At the outset of the book [Parsons is here discussing Durkheim’s The Elementary Forms of Religious Life] he remarks that so persistent and tenacious an element in human life as religion is inconceivable if the ideas associated with it are pure illusions, that is, do not “reflect any reality”. And so he starts with a critique of the schools of interpretation which have, on the one hand, made religious ideas the primary element of religion and, on the other, have sought to derive these ideas from men’s impressions of the empirical world. This will be recognized as the typical approach of the earlier scheme – the question what , from the point of view of the actor, is the “reality” reflected in the ideas, the “representations” in terms of which he acts.

You probably can already see where this is leading: for Durkheim (in Parsons telling, and I think Parsons got it right here) the propositions of religious dogma, since its earliest manifestations (in totemism, as could be observed between Australian aboriginal tribes as documented by mostly German anthropologists, so kind of a third-hand account, but enough for him to assume that was a valid blueprint for every religious expression and form that came afterwards) really referred to the social reality, a somehow fuzzy concept that he had been championing since his first writings as being a sui generis kind of entity, but with as much claim to real existence as any lump of matter. And, if religious expressions, religious feeling, even actions that could be construed as religious ritual, all made reference to society, which is undeniably real, they could safely be understood as being true, which is what he was really after.

Of course, a believer may see things quite differently. When the Australian aboriginal chooses not to eat his totemic animal, or refrains from having sex with someone from the wrong totem, he is not complying with those prescribed behaviors because he feels an irrational respect (and awe and veneration) for the enhanced powers of the social group.
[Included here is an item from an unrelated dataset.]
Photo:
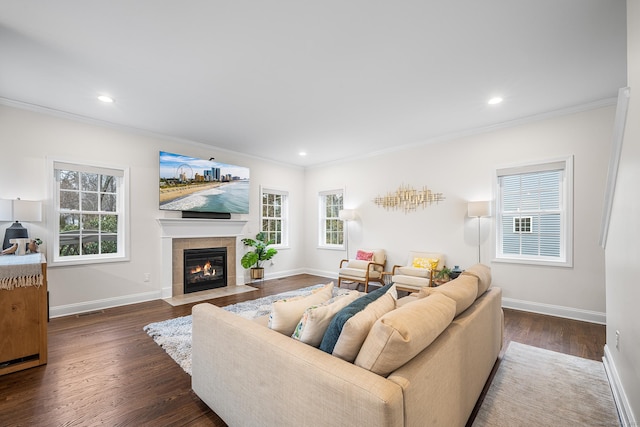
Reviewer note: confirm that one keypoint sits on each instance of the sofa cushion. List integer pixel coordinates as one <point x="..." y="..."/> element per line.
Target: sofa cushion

Or not only that (because, if that were all he had in mind, we would lack a non-circular explanation of his behavior, specially the part of it more detrimental to everyday survival). When the Dervish dances and reaches a mystical feeling of unity with the divine that created the universe he does not consider that he is just very attuned to the traditions and myths and (somewhat deluded) worldview of his fellow believers with which he constitutes a collective unit (society!) able to exert much more power over their shared environment than what he alone could. When a Christian of whatever denomination participates in communion he doesn’t think about the holy form as a symbol of the unity of the group (or at least he shouldn’t only think that; in our own very disenchanted age it is a valid question what exactly does an enlightened citizen thinks he is doing by eating the wafer, and I wouldn’t discard in most cases it is something closer to the Durkheimian affirmation of group belonging and respect for the group’s traditions than to the direct access to the numinous, to the “irreducibly, entirely other” in Karl Otto’s terms, that orthodox theology tells him).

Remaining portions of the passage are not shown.